Mais à l’âge adulte, ces mêmes murs peuvent devenir des prisons.
>On continue de fuir ce qu’on ne peut plus fuir.
>On contrôle ce qui n’a plus besoin d’être contrôlé.
>On garde les émotions à distance comme si elles étaient encore dangereuses.
Et l’Enfant intérieur, lui, attend derrière la porte, patient, éteint, espérant qu’on revienne enfin le chercher.
Winnicott : l’art délicat du masque protecteur
Le psychanalyste Donald Winnicott a mis des mots lumineux sur cette mécanique :
le Faux-Self.
Le Faux-Self n’est pas une imposture.
Ce n’est pas une trahison de soi.
C’est une armure construite par l’enfant pour conserver l’amour de ceux dont il dépend.
Lorsque l’environnement n’accueille pas ses besoins, sa spontanéité, ses émotions brutes, l’enfant apprend à jouer un rôle.
Il se modèle, il se plie, il devient ce qu’on attend de lui.
Le sourire qui rassure.
La gentillesse excessive.
La sagesse précoce.
Le “tout va bien” qui cache un monde intérieur fragile.

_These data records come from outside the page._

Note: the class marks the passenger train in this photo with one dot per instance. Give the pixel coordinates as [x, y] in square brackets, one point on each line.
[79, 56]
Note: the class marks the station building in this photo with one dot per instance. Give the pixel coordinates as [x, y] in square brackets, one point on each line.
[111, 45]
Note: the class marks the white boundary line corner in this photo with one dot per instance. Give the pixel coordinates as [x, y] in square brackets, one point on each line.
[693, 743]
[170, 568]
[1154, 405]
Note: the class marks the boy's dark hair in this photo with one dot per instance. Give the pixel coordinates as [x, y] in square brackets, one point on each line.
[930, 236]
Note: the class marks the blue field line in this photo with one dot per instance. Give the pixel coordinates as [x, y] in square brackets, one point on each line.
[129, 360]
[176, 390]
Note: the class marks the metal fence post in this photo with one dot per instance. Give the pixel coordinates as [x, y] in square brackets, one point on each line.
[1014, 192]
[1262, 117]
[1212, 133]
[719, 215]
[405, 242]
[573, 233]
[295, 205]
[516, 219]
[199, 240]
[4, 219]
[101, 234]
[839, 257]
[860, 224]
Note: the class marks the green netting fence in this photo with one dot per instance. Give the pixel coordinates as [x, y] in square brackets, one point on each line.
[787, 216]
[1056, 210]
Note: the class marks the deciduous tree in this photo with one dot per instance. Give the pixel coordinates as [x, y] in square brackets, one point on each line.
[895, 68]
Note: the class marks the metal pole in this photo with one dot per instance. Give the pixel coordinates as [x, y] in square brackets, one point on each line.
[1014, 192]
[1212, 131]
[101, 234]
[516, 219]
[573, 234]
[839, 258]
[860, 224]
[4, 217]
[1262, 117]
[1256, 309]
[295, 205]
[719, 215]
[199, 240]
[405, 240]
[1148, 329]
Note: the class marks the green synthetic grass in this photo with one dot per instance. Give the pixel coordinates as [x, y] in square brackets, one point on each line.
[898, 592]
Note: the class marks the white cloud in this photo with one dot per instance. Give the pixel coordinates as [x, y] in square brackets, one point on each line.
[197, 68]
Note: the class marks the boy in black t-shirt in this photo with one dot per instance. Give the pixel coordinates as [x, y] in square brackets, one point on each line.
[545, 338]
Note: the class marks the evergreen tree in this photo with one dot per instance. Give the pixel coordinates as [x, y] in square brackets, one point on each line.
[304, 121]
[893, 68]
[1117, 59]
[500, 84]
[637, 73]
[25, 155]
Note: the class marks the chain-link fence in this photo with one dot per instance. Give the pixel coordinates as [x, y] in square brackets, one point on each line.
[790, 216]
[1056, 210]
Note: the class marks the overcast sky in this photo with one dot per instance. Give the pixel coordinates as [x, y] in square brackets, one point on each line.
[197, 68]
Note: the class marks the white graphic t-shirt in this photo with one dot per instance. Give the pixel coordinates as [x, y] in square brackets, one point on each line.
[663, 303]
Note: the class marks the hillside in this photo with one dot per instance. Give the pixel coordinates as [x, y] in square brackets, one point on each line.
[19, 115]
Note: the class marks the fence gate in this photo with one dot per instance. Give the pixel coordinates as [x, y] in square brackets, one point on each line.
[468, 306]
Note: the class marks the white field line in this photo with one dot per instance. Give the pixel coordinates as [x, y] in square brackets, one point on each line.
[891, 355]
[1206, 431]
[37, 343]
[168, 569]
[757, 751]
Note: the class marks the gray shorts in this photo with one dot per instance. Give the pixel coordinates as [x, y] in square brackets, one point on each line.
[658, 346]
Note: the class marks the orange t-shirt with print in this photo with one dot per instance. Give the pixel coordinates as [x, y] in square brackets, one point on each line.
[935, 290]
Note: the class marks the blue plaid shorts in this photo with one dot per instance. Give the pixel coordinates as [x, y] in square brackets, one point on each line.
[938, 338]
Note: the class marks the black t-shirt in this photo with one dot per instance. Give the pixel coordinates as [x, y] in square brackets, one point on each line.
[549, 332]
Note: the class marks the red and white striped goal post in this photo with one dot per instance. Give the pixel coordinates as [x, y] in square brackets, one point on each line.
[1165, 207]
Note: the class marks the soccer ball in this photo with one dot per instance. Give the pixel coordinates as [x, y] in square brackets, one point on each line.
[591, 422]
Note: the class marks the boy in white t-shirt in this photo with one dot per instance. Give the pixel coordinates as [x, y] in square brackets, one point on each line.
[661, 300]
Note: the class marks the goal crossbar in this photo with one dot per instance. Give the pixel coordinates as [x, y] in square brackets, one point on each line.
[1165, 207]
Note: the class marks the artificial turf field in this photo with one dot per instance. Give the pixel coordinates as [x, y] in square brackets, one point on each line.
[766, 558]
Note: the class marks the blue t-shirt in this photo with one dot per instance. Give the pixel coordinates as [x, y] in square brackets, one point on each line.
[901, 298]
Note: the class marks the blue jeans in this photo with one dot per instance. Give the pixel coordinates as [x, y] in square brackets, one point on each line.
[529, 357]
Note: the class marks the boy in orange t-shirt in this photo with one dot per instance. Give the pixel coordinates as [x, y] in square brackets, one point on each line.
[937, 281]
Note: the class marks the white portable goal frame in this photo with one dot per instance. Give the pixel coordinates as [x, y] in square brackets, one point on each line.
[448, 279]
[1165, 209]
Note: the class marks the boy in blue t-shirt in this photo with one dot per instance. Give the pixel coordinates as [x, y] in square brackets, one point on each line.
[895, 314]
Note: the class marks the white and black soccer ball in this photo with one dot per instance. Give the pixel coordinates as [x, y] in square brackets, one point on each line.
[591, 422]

Pendant ce temps, le Vrai-Self — la part vivante, créative, sensible — se retire dans un coin de l’être et attend le bon moment pour réapparaître.
Ce qui pose problème, c’est lorsque le Faux-Self devient la seule version possible.
On ne sait plus ce qu’on ressent vraiment.
>On ne sait plus dire non.
>On ne sait plus demander.
>On ne sait plus ce qui nous fait vibrer.
On vit en fonction d’un devoir intérieur, d’un scénario appris trop tôt, d’un personnage qui a sauvé notre peau… mais qui étouffe notre âme.
Retrouver le chemin du Vrai-Self
La guérison ne consiste pas à détruire l’ego.
Elle consiste à lui murmurer :
“Merci de m’avoir protégé.
Laisse-moi maintenant ouvrir la porte.”
Revenir à son Vrai-Self, c’est revenir à cette part de soi qui n’a jamais cessé d’exister :
l’enfant spontané, intuitif, créatif, vulnérable, vibrant.
C’est reconnaître les masques qui nous ont servi.
Les remercier.
Puis les déposer, un à un, comme on dépose une armure à la fin d’une longue guerre.
Ce retour vers l’authenticité n’est pas une rébellion contre le faux, mais une réconciliation avec le vivant.
C’est l’acte le plus doux — et le plus courageux — de toute une vie.